Andrew Bolton“Icon” is one of the most overused words in the fashion lexicon—in fact, it’s thrown around with such carelessness that one has to wonder if it still holds any meaning. This past Saturday, the Met attempted to restore some of the word’s significance with its all-day series TEDxMet: Icons. Through talks by choreographer Bill T. Jones, neuropsychiatrist Dr. Eric R. Kandel (who explained our often amorous relationship with art through science), and the Met’s medieval art curator Melanie Holcomb, the event—which, held in connection with the globally recognized TED organization, is the first TEDx talk ever to be hosted in a museum—aimed to both explore and challenge our understanding of icons. Curator Luke Syson explained he thought the Mona Lisa was the most iconic work of art in history—until he developed a love/hate relationship with a pair of pink, handcrafted seventeenth-century French elephant vases by Jean-Claude Duplessis. Later, Negin Farsad—a Muslim American comedian—did a thoroughly hysterical bit dubbed “I Used to Be Black: Notes From an Icon-Less American,” about her coming-of-age identity crisis and her difficulty in finding an Iranian American role model (“join me,” she pleaded, “and let’s bang out some new icons!”). And architecture critic Nicolai Ouroussoff explored how Marcel Breuer’s Whitney Museum building (which the Met is taking over when the Whitney moves downtown in 2015) could transform from a hated Bauhaus structure to a beloved landmark worth saving.

Unsurprisingly, however, this journalist was most excited about Costume Institute curator Andrew Bolton’s discussion of his 2011 Alexander McQueen exhibition Savage Beauty. The show attracted 661,509 visitors during its seventy-seven-day run, but Bolton noted that neither he, nor the Met, had expected it to be such a success. “You need only look at how we handled the lines to see that,” he laughed. And while McQueen’s suicide played a somewhat macabre role, Bolton stressed that it was the “beauty and power of McQueen’s fashions” that made Savage Beauty the most popular fashion exhibition in the Met’s history.
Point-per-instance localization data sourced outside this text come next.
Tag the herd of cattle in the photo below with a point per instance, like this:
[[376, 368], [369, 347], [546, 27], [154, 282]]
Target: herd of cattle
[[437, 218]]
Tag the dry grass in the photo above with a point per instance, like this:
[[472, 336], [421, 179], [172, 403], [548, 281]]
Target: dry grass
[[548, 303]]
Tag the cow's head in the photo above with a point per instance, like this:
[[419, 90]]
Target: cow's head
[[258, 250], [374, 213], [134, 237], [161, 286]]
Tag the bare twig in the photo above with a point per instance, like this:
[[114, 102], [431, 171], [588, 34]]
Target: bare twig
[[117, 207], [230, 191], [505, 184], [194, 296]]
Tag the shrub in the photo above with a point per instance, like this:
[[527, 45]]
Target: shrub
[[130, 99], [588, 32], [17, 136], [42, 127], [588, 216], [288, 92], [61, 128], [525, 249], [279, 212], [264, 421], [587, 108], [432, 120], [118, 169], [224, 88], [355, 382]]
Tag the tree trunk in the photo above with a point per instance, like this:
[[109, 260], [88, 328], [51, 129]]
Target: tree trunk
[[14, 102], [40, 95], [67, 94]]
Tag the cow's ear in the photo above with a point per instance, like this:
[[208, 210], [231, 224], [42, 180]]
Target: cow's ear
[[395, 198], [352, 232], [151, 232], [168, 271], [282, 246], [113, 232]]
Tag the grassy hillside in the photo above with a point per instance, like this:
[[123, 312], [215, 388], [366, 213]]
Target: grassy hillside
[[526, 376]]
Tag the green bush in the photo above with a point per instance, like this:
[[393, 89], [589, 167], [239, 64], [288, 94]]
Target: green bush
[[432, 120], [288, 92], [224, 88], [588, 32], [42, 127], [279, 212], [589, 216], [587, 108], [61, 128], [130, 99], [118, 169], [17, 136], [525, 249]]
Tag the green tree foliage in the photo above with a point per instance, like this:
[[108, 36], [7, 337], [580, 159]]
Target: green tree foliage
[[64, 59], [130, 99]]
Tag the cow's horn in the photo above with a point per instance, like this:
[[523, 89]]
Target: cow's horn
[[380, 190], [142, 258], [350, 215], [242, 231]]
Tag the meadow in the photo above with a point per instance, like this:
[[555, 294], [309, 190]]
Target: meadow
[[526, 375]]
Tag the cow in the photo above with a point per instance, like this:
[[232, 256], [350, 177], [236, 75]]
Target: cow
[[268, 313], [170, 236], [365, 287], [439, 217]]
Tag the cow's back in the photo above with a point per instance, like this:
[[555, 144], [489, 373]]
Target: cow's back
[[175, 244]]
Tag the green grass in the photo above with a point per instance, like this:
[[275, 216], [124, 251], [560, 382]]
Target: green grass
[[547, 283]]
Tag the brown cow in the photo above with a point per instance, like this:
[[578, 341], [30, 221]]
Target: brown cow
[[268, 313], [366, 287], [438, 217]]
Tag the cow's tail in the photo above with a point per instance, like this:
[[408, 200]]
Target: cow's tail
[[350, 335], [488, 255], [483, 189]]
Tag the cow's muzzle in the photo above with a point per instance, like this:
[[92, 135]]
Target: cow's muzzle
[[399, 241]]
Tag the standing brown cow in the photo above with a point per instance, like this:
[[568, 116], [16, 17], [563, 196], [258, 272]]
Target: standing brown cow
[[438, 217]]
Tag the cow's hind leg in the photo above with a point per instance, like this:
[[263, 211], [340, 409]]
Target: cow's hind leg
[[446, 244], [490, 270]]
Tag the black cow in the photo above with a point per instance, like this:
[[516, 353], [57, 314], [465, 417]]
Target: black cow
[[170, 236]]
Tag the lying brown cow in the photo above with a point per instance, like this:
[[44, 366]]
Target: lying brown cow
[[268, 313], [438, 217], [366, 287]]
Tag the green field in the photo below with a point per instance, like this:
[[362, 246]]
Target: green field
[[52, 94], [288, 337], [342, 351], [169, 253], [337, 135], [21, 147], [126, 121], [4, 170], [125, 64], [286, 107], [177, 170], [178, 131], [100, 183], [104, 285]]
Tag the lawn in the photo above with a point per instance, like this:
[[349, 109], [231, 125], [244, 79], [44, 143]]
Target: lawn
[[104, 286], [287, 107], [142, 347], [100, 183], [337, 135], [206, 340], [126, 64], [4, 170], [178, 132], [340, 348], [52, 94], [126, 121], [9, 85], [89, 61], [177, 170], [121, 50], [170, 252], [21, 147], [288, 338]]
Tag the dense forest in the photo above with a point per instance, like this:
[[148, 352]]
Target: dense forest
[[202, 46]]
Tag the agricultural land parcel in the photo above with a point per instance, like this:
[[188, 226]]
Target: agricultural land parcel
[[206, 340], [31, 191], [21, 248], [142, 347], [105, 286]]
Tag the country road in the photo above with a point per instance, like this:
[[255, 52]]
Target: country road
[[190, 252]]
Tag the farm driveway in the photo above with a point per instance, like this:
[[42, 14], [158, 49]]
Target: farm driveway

Before his talk, which was punctuated by screens covered in images of Savage Beauty‘s installations and McQueen’s most memorable runways, came to a close, Bolton joked that he had asked those closest to McQueen—including Sarah Burton—whether the late designer would have approved of the exhibition. Apparently, everyone offered the same response. “He would have loved having his name above the museum, but would have been furious that fewer people had come to see his show than King Tut.” Before stepping off stage, Bolton added, that, after one of his last shows, McQueen remarked, “There is no way back for me now. I’m going to take you on journeys you’ve never dreamed were possible.” “This,” said Bolton,”was his legacy. And this is what it means to be an icon.” We have to agree that McQueen embodies the word—in its truest sense.